I did have a few problems with the book, though, most of which center around what might be a deliberate flaw in Jane's character on the part of the author. Jane is too trusting and doesn't question the things people tell her, or her initial assumptions. This means that there are several times throughout the novel where I was shaking the book, trying to knock some sense into Jane, to get her to realize what had or was really about to happen. There were a few blatantly obvious plot points that I expected or suspected from the first few chapters of the book--one of which, the relationship between Matt and Lucy, any self-respecting V. C. Andrews fan would have caught in a matter of pages of their first introduction--and a few ham-handed attempts to let the reader know something Jane hasn't figured out yet that really just make you want to smack Jane for being obtuse.
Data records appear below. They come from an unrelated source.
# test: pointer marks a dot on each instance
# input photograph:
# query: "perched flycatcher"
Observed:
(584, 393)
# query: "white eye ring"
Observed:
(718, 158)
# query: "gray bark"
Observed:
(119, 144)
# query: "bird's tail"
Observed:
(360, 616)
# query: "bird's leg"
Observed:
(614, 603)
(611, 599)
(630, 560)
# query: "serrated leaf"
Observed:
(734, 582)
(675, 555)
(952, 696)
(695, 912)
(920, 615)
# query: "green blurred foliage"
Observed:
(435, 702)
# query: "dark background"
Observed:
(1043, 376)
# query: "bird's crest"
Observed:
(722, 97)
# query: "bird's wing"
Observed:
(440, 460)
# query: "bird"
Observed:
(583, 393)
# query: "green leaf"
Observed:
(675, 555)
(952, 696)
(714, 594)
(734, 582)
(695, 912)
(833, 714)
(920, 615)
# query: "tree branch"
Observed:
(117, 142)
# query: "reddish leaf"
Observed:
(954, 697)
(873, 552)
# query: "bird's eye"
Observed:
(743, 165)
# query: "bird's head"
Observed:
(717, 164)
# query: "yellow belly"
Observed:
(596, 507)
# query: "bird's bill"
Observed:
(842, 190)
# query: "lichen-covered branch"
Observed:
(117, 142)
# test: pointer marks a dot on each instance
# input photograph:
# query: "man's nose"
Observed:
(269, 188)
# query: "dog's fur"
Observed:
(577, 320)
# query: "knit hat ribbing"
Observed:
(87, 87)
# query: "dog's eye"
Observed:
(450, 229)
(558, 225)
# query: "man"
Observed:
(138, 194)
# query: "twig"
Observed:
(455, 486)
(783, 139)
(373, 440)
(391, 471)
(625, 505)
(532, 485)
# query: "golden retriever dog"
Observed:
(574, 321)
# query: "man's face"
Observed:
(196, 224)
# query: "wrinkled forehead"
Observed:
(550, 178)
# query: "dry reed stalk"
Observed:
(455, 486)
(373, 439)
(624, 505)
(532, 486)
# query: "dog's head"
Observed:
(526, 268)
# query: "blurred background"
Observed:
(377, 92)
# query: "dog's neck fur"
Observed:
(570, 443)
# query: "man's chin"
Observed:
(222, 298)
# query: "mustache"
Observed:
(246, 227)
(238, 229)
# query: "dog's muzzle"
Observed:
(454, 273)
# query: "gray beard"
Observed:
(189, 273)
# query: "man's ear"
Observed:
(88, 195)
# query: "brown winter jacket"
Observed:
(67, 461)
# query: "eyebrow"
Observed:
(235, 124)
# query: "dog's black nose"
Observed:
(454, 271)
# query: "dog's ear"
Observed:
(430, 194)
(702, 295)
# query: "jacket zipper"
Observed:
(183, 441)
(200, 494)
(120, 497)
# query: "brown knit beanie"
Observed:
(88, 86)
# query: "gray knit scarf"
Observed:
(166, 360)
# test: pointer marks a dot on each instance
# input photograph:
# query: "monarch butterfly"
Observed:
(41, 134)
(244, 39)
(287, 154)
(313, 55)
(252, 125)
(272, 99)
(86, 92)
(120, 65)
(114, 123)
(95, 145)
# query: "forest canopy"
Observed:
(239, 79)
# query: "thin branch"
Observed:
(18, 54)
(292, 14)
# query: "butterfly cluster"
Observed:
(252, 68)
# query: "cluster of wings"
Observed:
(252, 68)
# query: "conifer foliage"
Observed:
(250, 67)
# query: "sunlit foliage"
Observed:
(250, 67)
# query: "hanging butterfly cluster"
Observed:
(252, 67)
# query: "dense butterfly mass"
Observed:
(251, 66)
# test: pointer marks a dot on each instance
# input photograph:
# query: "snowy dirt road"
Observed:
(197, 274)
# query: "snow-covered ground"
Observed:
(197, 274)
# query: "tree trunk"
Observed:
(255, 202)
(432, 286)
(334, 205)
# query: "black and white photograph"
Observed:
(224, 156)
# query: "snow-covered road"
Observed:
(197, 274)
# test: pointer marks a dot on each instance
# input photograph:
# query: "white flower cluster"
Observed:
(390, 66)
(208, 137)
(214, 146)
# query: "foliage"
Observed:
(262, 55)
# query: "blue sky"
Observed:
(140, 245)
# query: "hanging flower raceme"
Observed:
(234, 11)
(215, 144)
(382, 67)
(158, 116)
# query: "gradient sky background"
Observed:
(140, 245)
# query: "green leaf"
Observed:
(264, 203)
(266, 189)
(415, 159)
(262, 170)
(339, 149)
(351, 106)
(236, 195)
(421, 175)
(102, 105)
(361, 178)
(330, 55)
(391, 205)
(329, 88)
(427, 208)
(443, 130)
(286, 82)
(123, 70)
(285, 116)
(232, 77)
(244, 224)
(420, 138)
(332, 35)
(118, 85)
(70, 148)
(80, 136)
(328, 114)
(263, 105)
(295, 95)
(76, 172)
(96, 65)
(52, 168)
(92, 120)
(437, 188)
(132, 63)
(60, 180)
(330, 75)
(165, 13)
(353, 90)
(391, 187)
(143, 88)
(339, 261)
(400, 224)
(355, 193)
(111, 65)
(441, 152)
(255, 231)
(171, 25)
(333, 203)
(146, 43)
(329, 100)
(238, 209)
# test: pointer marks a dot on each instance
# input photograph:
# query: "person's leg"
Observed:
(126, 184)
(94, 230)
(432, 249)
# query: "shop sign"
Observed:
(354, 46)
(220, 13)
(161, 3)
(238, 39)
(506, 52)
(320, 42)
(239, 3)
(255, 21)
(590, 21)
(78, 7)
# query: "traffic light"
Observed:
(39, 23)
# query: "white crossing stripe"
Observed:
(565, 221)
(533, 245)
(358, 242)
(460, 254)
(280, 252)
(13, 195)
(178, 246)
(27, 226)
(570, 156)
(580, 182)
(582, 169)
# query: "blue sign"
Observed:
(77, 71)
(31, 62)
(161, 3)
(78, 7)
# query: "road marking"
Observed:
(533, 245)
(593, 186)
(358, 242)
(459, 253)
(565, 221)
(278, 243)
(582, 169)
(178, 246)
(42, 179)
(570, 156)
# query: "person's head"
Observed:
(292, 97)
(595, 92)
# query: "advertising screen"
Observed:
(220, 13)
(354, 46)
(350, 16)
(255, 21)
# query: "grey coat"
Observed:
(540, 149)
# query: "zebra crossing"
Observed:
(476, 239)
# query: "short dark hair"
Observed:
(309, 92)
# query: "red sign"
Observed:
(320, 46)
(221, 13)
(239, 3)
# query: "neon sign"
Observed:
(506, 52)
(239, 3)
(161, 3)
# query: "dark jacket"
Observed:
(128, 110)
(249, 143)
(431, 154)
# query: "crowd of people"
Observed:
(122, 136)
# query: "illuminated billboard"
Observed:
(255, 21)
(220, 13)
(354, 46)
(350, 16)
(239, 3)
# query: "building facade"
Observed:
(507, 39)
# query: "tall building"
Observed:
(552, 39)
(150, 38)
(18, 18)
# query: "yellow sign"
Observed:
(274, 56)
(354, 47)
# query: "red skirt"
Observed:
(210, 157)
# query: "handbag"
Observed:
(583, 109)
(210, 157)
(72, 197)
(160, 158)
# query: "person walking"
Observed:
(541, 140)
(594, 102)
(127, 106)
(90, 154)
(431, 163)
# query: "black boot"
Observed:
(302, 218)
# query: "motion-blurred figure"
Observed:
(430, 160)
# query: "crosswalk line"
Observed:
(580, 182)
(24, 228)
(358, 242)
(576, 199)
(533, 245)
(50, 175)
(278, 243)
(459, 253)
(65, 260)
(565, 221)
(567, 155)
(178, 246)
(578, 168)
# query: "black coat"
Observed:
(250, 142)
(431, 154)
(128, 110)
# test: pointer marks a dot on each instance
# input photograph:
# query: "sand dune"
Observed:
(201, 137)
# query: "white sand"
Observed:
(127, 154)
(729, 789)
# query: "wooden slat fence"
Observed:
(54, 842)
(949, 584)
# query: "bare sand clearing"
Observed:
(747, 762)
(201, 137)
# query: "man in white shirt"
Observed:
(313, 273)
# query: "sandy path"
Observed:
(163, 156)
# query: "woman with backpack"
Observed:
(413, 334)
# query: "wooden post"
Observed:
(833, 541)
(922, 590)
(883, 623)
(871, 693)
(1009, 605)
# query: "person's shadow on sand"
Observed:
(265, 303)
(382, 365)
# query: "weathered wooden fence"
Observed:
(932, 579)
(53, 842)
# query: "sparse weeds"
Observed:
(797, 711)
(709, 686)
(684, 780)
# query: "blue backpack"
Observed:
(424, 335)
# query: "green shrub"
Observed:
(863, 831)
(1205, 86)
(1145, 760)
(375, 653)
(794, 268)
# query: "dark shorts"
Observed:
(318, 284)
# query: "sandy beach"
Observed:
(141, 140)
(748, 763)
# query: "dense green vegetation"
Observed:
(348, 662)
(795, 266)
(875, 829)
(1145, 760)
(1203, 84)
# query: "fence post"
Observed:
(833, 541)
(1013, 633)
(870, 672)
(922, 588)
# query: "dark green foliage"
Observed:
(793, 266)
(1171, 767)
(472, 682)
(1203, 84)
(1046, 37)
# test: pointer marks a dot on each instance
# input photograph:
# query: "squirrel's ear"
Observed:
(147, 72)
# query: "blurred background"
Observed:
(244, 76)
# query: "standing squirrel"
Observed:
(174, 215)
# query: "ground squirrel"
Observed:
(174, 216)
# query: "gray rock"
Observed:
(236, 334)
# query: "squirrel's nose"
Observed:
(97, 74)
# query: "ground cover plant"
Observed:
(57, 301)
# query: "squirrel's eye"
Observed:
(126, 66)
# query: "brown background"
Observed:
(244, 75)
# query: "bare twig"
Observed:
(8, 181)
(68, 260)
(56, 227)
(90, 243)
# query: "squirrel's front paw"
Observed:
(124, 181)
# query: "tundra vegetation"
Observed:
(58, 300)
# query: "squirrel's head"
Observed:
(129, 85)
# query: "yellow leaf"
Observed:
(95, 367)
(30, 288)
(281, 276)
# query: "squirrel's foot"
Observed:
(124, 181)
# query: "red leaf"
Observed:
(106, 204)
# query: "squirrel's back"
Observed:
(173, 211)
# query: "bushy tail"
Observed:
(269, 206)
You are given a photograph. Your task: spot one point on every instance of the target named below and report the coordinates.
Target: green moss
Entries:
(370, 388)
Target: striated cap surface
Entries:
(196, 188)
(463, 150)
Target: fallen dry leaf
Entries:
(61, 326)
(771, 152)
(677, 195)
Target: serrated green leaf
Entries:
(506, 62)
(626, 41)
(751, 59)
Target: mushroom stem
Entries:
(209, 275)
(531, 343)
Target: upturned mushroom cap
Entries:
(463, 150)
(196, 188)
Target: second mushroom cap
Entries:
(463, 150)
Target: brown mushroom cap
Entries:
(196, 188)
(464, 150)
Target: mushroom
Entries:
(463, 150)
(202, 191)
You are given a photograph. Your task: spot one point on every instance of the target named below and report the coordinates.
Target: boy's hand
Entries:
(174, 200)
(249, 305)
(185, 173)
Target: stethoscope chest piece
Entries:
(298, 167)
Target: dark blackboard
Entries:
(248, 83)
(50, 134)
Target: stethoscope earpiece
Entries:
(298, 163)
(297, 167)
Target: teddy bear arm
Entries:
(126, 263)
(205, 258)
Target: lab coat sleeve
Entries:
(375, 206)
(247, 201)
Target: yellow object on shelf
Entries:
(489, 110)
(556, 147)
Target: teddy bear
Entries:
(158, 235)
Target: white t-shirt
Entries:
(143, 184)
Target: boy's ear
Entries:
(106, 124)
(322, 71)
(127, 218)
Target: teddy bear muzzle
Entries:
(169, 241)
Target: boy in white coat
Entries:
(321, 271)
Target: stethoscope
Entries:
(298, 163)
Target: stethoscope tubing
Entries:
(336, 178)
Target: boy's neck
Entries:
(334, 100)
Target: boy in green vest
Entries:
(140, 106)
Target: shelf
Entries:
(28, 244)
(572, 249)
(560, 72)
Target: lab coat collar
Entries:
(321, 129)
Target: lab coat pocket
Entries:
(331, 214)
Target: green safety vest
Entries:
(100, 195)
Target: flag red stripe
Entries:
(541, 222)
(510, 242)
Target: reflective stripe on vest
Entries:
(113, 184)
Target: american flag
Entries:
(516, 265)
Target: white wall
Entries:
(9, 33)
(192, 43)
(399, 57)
But it was an easy, relaxing read, particularly nice after having finished the much heavier, more emotionally charged novel, The Book Thief, and I do feel like it's one I might recommend at some point as being a well-written if predictable book.

This is one of the best, if not the best, of all the thrillers I've read!

This book managed to be somehow both enthralling and boring. I would find myself fascinated but also so very bored and ready to fall asleep while reading! The twists and turns- of which there were many- kept things exciting, but I can't say any of them were huge shocks as I had figured them out long before Jane Hudson. And after nearly 400 pages all the drama was wrapped up with little explanation as to why Candace would murder three innocent teenagers other than "her childhood was bad and she blamed you." And also why Lucy is such a psychopath! Having sex with her brother, hiding a pregnancy, possibly murdering and then concealing a baby, murdering her best friend, then drowning herself when her brother is mad she killed their incest baby (ok yes- they aren't even related BUT STILL)?! I did enjoy the novel for the most part, and it did keep me engaged enough that I wanted to finish the novel and find out the truth. But this book could have used a heavy dose of editing.
adventurous dark emotional mysterious tense medium-paced

Similar in many ways to The Secret History (dead language students/scholars, school setting, murder amongst students, etc.), Goodman’s debut was suspenseful and complex in plot but also a little predictable. I had a pretty good hunch almost before half the story was over of who the "killer" was (and it was initially written as suicides in the plot to confuse the reader)...but the story more than made up for any predictability. She did a great job of going back and forth in time and revealing information piece by piece.

I had read another one of her books before this and really liked the book. In fact, I haven't read one of hers that I don't like yet. For me, Carol Goodman tells a really great suspense tale. She opulls me in and I don't usually want to put her books down. this one was wonderfully eerie and gripping.

I really liked this book, though it was disappointingly easy to see all of the plot twists coming. This didn't rip off The Secret History, it was more inspired by it and took on similar themes and plot devices. I would re-read it, and I would definitely recommend it to a friend.